In the case of Comer's e-mail controversy, it was Lizzette Reynolds, the agency's deputy commissioner for statewide policy and programs and a former U.S. Education Department employee, who appeared to have raised the first alarm.
Reynolds came to the agency in January and was put in charge of the curriculum division in September. She could not be reached for comment Wednesday.
About an hour and a half after Comer's e-mail was sent, Reynolds, who was also an adviser to George W. Bush while he was governor of Texas, forwarded it to her superiors, calling it "an offense that calls for termination."
Ratcliffe said Comer's position has not been filled or even posted.
In an early November memorandum, the forwarded e-mail was one of several reasons for which agency officials said Comer should be terminated.
Comer was also cited for comments she was said to have made in October about a lack of leadership at the agency.
She was further cited for not obtaining approval to attend an October meeting in Austin on a new online training program for teachers and for not getting approval to make a presentation to the Texas Science Educational Leadership Association in August that included information about the upcoming education board review of science curriculum standards.
Board Chairman Don McLeroy said that he does expect evolution to be a hot topic during the upcoming review and that neither he nor anyone else on the board had anything to do with Comer's resignation.
"As far as I'm concerned, (agency employees) can say what they want," McLeroy said. "They've got freedom of speech."
Currently, evolution is spelled out as a concept that should be taught in Texas science class; creationism and intelligent design are not.
Proponents of intelligent design say that evolution is an incomplete and unverified theory and that good science mandates students study its scientific criticisms and disputes.

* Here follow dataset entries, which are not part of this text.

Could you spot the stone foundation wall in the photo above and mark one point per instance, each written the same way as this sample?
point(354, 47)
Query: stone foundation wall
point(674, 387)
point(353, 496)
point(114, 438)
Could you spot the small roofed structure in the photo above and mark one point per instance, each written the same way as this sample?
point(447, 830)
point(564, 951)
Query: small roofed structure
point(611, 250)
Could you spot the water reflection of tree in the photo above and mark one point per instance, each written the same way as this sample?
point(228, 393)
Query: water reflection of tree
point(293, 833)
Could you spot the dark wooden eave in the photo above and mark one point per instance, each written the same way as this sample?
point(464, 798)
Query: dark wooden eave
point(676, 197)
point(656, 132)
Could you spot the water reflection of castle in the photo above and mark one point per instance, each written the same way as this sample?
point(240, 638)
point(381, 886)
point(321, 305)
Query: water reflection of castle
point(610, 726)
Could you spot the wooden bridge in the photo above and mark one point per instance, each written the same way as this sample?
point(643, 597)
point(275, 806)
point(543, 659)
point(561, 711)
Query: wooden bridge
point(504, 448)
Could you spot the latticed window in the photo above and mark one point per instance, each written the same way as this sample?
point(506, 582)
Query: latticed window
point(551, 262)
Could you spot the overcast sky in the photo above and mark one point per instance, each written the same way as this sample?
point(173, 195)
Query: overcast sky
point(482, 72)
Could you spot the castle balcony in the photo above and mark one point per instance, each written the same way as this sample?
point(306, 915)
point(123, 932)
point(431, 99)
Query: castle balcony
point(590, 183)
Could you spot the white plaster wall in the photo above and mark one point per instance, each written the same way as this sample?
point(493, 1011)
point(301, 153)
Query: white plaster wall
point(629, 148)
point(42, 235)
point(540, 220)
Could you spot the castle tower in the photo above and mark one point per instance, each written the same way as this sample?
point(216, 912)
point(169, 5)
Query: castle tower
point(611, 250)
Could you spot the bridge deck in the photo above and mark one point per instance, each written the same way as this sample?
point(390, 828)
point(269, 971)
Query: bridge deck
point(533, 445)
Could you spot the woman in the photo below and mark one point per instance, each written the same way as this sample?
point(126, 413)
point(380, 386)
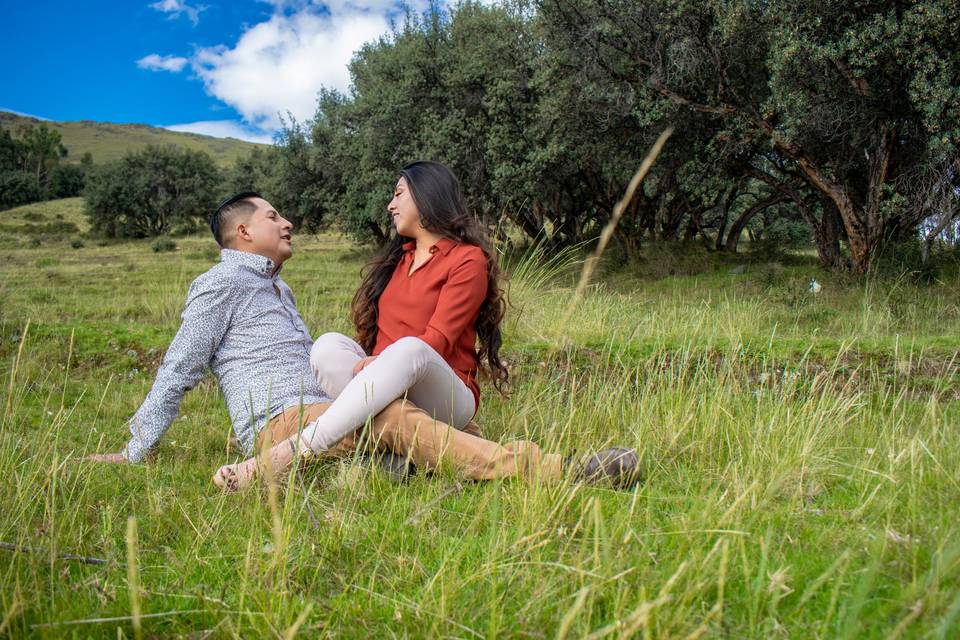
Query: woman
point(420, 310)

Most scientists, however, say that the theory of evolution has been thoroughly tested and modified when necessary using sound scientific principals and that intelligent design is nothing more than a repackaged form of creationism that cannot be tested scientifically.
The American Psychological Association, among many science groups across the country, has refuted the claim that intelligent design is science at all.

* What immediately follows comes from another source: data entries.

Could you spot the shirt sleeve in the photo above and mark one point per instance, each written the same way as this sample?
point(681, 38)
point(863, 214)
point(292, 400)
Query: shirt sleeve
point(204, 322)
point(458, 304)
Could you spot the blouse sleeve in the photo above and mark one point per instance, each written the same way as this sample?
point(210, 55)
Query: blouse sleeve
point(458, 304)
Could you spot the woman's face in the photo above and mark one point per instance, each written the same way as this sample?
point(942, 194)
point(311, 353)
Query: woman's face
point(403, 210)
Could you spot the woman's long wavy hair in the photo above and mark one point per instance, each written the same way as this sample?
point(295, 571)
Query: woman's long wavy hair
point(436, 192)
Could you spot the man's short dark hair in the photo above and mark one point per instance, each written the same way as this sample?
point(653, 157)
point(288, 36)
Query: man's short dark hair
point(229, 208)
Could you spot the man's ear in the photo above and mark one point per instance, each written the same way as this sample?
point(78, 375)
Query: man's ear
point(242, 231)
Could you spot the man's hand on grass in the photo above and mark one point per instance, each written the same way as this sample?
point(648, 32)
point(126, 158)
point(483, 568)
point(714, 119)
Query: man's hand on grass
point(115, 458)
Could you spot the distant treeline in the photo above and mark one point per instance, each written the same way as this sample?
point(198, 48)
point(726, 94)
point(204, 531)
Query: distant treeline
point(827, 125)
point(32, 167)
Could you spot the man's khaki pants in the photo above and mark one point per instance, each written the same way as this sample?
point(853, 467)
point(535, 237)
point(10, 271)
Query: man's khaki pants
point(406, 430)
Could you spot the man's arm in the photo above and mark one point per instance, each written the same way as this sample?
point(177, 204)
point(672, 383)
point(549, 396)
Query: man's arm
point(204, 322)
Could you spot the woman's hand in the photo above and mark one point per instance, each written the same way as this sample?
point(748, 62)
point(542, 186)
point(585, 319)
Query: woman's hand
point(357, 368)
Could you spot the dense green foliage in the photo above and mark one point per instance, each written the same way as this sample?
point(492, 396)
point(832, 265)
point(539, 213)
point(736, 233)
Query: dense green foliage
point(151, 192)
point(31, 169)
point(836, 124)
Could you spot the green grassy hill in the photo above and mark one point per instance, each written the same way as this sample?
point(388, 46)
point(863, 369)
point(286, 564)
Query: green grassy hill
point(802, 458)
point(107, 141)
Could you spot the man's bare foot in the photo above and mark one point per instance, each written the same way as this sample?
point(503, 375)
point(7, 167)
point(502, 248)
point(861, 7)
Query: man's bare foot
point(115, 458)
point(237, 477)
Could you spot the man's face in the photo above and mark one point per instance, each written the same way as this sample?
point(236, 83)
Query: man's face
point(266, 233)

In its 2007 Resolution on the Teaching of Intelligent Design, the group said, "Proponents of intelligent design present ID theory as a viable alternative scientific explanation for the origins and diversity of life. However, ID has not withstood the scrutiny of scientific peer review of its empirical, conceptual, or epistemological bases and thus is not properly regarded as a scientific theory."
In its deliberations on what Texas students should be taught about science, the education board will hear public testimony and receive recommendations from educators before voting on curriculum standards for all public schools in the state.
McLeroy said that although he is a creationist, he doesn't necessarily think creationism should be taught in schools. He said he supports current curriculum standards that say students should "analyze, review and critique scientific explanations, including hypotheses and theories, as to their strengths and weaknesses."
McLeroy said he would support changes that further spell out what evolution's strengths and weaknesses are.
Steven Schafersman, president of Texas Citizens for Science , said he plans to fight to get the "strengths and weaknesses" language removed from the state's curriculum standards.